SAIC Sells Imaging Systems to Customs Service
- By Gail Repsher Emery
- Mar 20, 2001
Science Applications International Corp. of San Diego was awarded a $15.2 million contract from the U.S. Customs Service for 16 additional Mobile Vehicle and Cargo Inspection Systems (VACIS), the company announced.
The Customs Service initially ordered 11 units in October 1999, all of which have been delivered and deployed.
The Mobile VACIS is a truck-mounted, gamma-ray imaging system designed to non-intrusively inspect trucks, containers, cargo and passenger vehicle contents for explosive devices or contraband. It can be assembled or disassembled by two people in about 10 minutes, moved quickly and scan a moving or stationary 40-foot container in less than 20 seconds.
The contract was awarded to SAIC's Technology Integration and Products Group. SAIC has sold the imaging systems under the General Services Administration schedule since 1998. The Customs Service will operate the units at various sites throughout the United States.
In July 1999, the Customs Service awarded SAIC a series of contracts valued at $25 million for fixed-site VACIS IIs, which use the same gamma-ray technology and inspect cargo containers. SAIC has successfully installed most VACIS IIs at various U.S. ports of entry on land and at sea.
The VACIS technology was initially developed to inspect stationary, steel-walled tanker trucks for illegal drugs. Its early success expanded its use to a wider range of vehicles and cargo containers.

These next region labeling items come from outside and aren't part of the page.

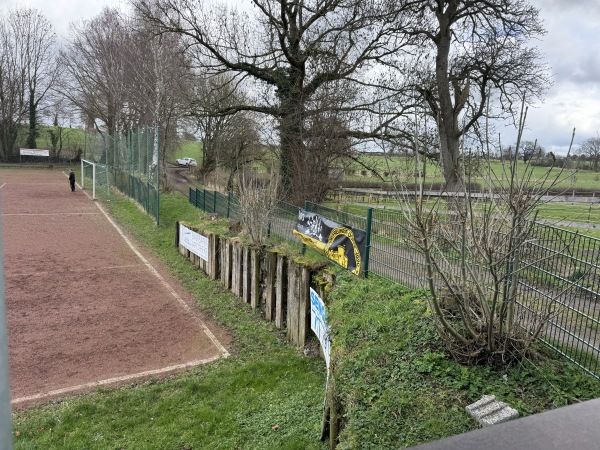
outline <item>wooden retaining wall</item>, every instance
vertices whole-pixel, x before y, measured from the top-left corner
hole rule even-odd
[[[260,309],[263,318],[276,328],[285,328],[291,342],[304,347],[311,332],[310,287],[314,269],[239,239],[197,232],[208,238],[208,261],[183,247],[177,234],[179,252],[211,279],[220,280],[241,301]]]

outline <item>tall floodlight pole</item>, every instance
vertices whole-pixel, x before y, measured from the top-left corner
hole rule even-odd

With VACIS, operators can view the gamma-ray images on a video monitor to identify false walls or ceilings and other secret compartments typically associated with the transportation of drugs, explosives and weapons.
Operators searching for stolen or smuggled goods can use the VACIS images to determine whether the cargo is consistent with the declared manifest.

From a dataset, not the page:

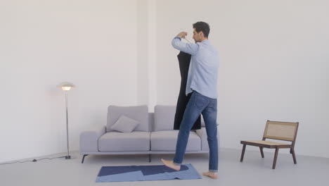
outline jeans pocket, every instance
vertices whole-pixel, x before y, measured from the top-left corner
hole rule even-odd
[[[198,92],[193,92],[194,94],[194,105],[198,108],[203,109],[208,104],[208,99],[206,97]]]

Another version of the VACIS, the Stolen Automobile Recovery System (STARS), has been used at the Port of Miami to inspect sealed cargo containers for stolen automobiles destined for Central and South America. The insurance industry estimates that the illegal shipping of stolen automobiles abroad represents a $200 million annual loss for insurance companies.
In October 2000, SAIC received orders for seven STARS units from the Jacksonville Port Authority, Port Everglades and Port of Miami, totaling nearly $2 million.